Héctor Salcedo • 16 febrero, 2017
La providencia de Dios no se limita a orquestar los grandes eventos de la historia redentora; también desciende hasta los rincones más personales de nuestra vida para transformarnos. En la historia de José, Dios había exaltado a un esclavo hebreo hasta hacerlo primer ministro de Egipto, pero quedaba algo pendiente: los diez hermanos que lo vendieron llevaban veintidós años sin lidiar con su pecado. La hambruna que azotó Canaán no fue casualidad — fue el instrumento que Dios usó para conducirlos exactamente donde necesitaban estar. Como enseña el Salmo 119, "antes que fuera afligido yo me descarrié, mas ahora guardo tu palabra". La aflicción sensibiliza el corazón; la bonanza tiende a endurecerlo.

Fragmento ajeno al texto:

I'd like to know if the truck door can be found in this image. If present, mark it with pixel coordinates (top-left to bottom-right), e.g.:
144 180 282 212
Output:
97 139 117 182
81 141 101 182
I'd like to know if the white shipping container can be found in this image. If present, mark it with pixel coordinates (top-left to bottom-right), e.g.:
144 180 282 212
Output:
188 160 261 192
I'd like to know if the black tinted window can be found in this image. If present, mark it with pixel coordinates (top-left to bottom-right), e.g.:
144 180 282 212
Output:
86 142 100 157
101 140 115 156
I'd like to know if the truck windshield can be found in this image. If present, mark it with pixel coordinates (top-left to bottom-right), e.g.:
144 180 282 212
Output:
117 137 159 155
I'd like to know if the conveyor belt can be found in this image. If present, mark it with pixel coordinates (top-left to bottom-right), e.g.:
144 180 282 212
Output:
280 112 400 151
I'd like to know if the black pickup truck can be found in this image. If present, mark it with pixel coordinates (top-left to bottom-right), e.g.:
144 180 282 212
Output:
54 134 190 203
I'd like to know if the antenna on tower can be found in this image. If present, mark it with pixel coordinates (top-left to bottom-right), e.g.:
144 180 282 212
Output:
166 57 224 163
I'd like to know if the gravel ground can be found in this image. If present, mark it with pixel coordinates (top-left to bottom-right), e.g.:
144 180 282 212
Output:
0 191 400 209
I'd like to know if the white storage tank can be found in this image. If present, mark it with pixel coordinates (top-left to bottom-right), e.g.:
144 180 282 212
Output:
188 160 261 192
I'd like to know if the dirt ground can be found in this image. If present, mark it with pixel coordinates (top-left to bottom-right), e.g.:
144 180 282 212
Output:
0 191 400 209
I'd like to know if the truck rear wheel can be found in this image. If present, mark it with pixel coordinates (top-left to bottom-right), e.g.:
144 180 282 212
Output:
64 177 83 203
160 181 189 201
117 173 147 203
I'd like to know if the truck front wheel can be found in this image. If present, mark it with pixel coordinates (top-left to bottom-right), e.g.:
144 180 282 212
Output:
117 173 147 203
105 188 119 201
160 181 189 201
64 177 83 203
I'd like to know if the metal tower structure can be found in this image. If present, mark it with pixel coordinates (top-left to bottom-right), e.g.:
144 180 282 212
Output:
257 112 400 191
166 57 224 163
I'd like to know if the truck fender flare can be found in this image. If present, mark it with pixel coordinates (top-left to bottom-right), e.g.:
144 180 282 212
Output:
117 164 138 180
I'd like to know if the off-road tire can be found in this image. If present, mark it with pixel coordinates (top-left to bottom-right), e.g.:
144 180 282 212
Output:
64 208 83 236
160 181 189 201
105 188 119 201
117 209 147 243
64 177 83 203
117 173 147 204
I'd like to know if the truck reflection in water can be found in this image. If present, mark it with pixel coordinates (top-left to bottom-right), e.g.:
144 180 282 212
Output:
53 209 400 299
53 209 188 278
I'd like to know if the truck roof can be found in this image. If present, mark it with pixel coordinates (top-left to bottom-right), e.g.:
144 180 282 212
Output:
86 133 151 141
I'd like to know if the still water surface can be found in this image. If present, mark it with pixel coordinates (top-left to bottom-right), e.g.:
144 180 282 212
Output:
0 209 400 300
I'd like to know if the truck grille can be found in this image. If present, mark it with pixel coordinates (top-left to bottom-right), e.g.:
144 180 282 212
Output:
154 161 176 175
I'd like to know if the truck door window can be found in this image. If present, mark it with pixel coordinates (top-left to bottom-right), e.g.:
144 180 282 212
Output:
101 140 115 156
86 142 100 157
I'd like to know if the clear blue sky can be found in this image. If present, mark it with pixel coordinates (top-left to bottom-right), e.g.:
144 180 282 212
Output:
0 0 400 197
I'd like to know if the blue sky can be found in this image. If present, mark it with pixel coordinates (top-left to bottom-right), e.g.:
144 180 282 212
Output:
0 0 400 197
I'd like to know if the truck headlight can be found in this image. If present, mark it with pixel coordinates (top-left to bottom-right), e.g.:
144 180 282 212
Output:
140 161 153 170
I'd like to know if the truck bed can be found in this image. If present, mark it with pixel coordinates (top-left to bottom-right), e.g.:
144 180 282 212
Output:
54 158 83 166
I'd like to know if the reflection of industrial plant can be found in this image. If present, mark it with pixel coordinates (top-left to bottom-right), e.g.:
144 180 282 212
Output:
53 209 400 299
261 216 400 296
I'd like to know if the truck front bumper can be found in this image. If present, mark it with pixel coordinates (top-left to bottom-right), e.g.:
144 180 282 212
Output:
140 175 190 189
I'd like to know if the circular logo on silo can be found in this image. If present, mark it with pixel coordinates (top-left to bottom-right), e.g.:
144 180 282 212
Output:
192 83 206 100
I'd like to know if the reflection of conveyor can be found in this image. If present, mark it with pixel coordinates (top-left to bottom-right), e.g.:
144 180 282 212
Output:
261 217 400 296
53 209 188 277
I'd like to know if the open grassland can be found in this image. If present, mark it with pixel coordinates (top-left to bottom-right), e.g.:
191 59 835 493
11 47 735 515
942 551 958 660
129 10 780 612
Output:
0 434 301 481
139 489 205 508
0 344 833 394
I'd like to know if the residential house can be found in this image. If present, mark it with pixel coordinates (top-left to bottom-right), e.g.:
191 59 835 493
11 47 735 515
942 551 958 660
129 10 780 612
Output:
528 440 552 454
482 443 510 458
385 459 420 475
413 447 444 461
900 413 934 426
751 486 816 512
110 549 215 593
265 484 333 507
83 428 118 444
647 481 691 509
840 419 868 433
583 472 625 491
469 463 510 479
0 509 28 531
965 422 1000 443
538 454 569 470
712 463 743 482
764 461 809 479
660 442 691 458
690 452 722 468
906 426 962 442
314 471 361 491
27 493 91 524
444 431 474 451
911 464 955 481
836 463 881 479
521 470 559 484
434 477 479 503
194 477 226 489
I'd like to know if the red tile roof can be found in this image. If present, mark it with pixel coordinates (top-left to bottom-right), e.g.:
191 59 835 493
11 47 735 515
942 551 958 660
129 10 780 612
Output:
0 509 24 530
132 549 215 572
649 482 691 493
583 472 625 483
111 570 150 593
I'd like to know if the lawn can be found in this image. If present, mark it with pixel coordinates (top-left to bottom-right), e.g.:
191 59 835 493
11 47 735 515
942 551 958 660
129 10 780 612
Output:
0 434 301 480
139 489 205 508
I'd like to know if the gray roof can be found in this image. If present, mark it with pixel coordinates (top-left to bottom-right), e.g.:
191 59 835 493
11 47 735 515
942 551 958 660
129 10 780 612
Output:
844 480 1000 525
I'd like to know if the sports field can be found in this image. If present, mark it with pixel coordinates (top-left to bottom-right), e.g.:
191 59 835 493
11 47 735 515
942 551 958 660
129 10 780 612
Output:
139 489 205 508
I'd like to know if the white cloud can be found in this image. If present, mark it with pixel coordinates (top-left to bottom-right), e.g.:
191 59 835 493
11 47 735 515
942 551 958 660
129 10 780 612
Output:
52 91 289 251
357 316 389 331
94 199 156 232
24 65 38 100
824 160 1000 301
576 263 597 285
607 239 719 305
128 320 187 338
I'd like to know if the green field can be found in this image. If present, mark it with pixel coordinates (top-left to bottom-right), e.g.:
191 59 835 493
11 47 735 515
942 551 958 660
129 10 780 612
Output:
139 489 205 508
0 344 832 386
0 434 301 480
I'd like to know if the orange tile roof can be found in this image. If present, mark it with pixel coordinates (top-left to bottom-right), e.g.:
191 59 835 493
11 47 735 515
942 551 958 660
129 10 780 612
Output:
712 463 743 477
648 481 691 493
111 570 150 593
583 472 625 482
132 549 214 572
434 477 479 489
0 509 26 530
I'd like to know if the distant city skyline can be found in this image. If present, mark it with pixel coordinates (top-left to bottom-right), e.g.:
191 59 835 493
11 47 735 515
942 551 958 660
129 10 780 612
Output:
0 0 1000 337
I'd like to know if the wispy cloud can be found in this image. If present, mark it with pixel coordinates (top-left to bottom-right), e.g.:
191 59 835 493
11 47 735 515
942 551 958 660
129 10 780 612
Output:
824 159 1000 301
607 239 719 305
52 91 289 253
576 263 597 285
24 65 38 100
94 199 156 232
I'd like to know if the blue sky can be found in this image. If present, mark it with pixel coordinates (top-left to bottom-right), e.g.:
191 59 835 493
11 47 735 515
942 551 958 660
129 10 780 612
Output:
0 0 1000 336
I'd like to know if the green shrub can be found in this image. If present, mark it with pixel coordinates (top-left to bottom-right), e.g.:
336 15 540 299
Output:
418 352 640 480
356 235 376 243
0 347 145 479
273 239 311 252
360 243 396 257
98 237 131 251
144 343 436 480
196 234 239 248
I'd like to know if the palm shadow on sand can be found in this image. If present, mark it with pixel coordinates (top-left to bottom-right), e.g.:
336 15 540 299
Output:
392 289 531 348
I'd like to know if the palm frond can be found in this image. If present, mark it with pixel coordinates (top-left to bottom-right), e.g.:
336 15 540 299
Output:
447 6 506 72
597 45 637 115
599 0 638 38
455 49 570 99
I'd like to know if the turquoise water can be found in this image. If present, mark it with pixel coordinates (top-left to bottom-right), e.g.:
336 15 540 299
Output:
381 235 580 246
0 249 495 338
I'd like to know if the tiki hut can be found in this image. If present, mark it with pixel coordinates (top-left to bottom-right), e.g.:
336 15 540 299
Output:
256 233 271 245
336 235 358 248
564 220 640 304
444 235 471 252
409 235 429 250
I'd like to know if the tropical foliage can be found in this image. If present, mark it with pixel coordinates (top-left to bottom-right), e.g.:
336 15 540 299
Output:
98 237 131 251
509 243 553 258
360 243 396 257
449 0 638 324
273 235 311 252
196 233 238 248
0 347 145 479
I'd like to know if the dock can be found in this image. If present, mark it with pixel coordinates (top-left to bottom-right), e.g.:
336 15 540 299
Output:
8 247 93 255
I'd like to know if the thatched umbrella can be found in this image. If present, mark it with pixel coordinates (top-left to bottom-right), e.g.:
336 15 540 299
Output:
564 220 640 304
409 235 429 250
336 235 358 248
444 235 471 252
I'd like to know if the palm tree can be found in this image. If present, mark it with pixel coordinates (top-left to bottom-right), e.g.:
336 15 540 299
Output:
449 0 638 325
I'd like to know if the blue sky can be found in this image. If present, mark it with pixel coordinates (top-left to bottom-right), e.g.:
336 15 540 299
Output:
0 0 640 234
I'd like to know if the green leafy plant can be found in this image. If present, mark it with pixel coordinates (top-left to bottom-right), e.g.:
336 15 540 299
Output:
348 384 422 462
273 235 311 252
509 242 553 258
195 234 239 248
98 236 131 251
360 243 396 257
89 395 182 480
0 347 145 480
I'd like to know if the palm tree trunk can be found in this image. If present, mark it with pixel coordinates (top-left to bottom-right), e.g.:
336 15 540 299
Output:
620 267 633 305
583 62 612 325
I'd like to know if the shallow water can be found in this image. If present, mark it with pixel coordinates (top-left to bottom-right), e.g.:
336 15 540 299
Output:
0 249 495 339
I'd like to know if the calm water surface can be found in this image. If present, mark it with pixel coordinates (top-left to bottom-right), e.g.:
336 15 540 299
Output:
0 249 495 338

José, sin revelar su identidad, diseña una serie de pruebas para verificar si sus hermanos han cambiado: ¿aman ahora a los suyos? ¿Siguen siendo codiciosos? ¿Ha ganado Jacob confianza en ellos? Las pruebas revelan que, después de dos décadas, estos hombres seguían esencialmente igual — desconfiados entre sí, incapaces de sacrificarse el uno por el otro. Pero Dios no los dejó así. A través de la presión y la angustia, sus corazones comienzan a ablandarse hasta confesar: "Verdaderamente somos culpables en cuanto a nuestro hermano". Mientras tanto, José — quien tenía todo el derecho de amargarse — mantuvo un corazón tierno, llorando repetidamente al ver a sus hermanos, desbordándose en generosidad hacia quienes lo habían traicionado. El pastor Núñez subraya que esto es posible cuando caminamos con Dios: el corazón puede mantenerse sano y sensible a pesar de los agravios más profundos.
¿Qué pruebas específicas diseñó José para evaluar si sus hermanos habían cambiado, y qué aspectos de su carácter buscaba verificar con cada una de ellas?
Según la clase, ¿por qué la prosperidad y la comodidad tienden a endurecer el corazón hacia Dios, mientras que la aflicción lo sensibiliza?
El pastor menciona que estos hermanos llevaban veintidós años sin cambios significativos en áreas donde habían pecado gravemente. Si examinas tu propia vida, ¿hay algún "cajón cerrado" — un pecado, una relación sin reconciliar, una actitud — con el que llevas años sin lidiar honestamente?
José mantuvo su corazón tierno y generoso a pesar de todo lo que sufrió a manos de sus hermanos. ¿Qué agravio o herida en tu vida has permitido que te endurezca, y qué necesitarías para responder con la misma gracia que mostró José?
La clase afirma que Dios frecuentemente nos hace experimentar lo mismo que hemos hecho sufrir a otros como herramienta de transformación. ¿Han observado este patrón en sus propias vidas o en personas cercanas? ¿Cómo distinguir entre consecuencias naturales del pecado y la disciplina intencional de Dios para cambiarnos?